In the European scene, a pivotal role is played by the European Court of Human Rights (ECtHR) and the Court of Justice of the European Union (CJEU), which have established strict standards on the minimum guarantees to be respected in terms of detention conditions and protection of human rights.[5] Among the fundamental pillars, it is worth mentioning the principle of so-called non-refoulement, enshrined by the ECtHR, as well as the United Nations Guidelines, which precludes extradition in the presence of real and effective risks of violation of the human rights of the person concerned.
On a global scale, the death penalty effectively exemplifies the divergences between legal systems, as its persistence in the US system causes an irremediable conflict with the fundamental principles uniformly recognised by the various European countries. The trade-off identified is to allow extradition on the sole condition that the individual does not risk death sentence or that, if convicted, capital punishment is not executed.
Contemporary challenges and future perspective
The balance between international cooperation in the fight against crime and the protection of human rights is an increasingly prominent legal and value challenge.
Harmonisation of legislation and technological breakthroughs offer opportunities to make judicial action more effective, but it is essential that these developments do not compromise fundamental freedom. The digitisation of extradition procedures is an important opportunity to speed up international cooperation, but it also raises significant questions regarding the protection of sensitive data and cybersecurity. The adoption of artificial intelligence systems for tracking wanted persons and the automation of certain procedural steps could change the whole system, but this must take place within an appropriate legal framework that guarantees the protection of fundamental rights.
It is only through a constant dialogue between legal systems and an approach which is respectful of democratic principles and fundamental rights of the individual that it will be possible to meet future challenges in transnational justice.

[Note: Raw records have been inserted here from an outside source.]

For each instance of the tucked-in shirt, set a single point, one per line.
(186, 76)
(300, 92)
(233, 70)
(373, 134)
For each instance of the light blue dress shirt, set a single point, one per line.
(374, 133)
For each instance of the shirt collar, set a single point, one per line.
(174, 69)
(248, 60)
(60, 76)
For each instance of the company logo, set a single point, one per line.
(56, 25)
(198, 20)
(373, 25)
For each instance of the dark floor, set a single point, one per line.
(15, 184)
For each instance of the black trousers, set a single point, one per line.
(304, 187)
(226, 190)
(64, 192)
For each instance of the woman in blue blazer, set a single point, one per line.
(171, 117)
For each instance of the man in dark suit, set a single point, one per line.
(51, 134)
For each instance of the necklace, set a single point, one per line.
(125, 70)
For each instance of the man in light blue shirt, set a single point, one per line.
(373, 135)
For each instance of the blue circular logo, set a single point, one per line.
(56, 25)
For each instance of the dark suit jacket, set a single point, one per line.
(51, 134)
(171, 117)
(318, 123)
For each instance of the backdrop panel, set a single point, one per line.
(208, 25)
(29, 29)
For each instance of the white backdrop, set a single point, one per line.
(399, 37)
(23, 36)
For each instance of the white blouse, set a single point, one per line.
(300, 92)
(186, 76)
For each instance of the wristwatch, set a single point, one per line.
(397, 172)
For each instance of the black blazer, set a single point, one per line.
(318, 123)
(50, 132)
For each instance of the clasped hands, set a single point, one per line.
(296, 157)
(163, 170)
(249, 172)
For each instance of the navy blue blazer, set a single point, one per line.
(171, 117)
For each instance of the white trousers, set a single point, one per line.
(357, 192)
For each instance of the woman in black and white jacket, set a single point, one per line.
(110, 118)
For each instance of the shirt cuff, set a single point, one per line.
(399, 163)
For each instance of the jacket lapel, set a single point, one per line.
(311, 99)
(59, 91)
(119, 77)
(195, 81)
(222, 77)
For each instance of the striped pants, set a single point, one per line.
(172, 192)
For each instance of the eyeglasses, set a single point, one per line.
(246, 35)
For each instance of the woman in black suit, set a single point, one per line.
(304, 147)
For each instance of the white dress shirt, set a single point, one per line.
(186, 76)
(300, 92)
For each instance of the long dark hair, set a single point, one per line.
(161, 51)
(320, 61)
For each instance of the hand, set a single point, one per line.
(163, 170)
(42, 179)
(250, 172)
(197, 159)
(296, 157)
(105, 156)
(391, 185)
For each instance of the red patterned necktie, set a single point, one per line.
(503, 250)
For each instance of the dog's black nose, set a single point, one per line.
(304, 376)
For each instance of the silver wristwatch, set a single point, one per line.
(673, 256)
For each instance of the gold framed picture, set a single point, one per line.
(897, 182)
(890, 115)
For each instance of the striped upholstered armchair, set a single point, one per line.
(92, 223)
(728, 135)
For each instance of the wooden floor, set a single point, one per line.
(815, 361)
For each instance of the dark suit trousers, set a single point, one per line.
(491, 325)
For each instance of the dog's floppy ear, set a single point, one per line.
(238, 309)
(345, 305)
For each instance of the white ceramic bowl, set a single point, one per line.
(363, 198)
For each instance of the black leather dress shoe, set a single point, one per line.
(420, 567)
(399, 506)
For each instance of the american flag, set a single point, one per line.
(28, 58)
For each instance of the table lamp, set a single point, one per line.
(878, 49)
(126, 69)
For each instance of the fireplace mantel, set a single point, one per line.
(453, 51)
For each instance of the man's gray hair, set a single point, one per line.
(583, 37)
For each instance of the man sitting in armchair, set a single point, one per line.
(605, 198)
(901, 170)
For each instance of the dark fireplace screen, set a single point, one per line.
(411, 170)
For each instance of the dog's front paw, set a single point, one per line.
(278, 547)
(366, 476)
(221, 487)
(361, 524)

The evolution of extradition is a significant indicator of the ability of states to adjust to the challenges of globalisation by changing their legal systems without ever sacrificing the fundamental principles of the rule of law. The success of this transformation will depend on the ability to maintain a constant and productive international dialogue, as well as the search for innovative solutions that are able to guarantee an increasingly transnational justice without compromising human rights and individual freedom.
* Andrea Puccio is the Founding and Managing Partner of the Italian Law Firm Puccio Penalisti Associati, based in Milan and Brescia. He provides judicial and extrajudicial assistance to Italian and foreign clients, both individuals and companies, in relation to white-collar crime, compliance and corporate investigations, often dealing with cross-border matters. He is also an Officer in the Criminal Law Committee of the International Bar Association and a member of the European Criminal Bar Association.
[1] Italian Constitution Arts 10 and 26; Criminal Code Art 13; Code of Criminal Procedure Arts 697 et seq.
[2] Introduced, in particular, by Framework Decision 2002/584/JHA.
[3] Ratified in Italy by Law No 222 of 26 May 1984 and entered into force on 24 September 1984.
[4] Ratified and made binding in Italy through Law No 25 of 16 March 2009.
[5] Ex multis, consider Soering v United Kingdom (A/161) (1989) 11 EHRR 439 in which the ECtHR ruled that all Council of Europe States must ensure minimum standards of compatibility of the detention of individuals with respect for human dignity, as well as ensuring that prison treatment does not cause more suffering than unavoidable and that the health and well-being of individuals is adequately preserved, eg, by providing health care when necessary.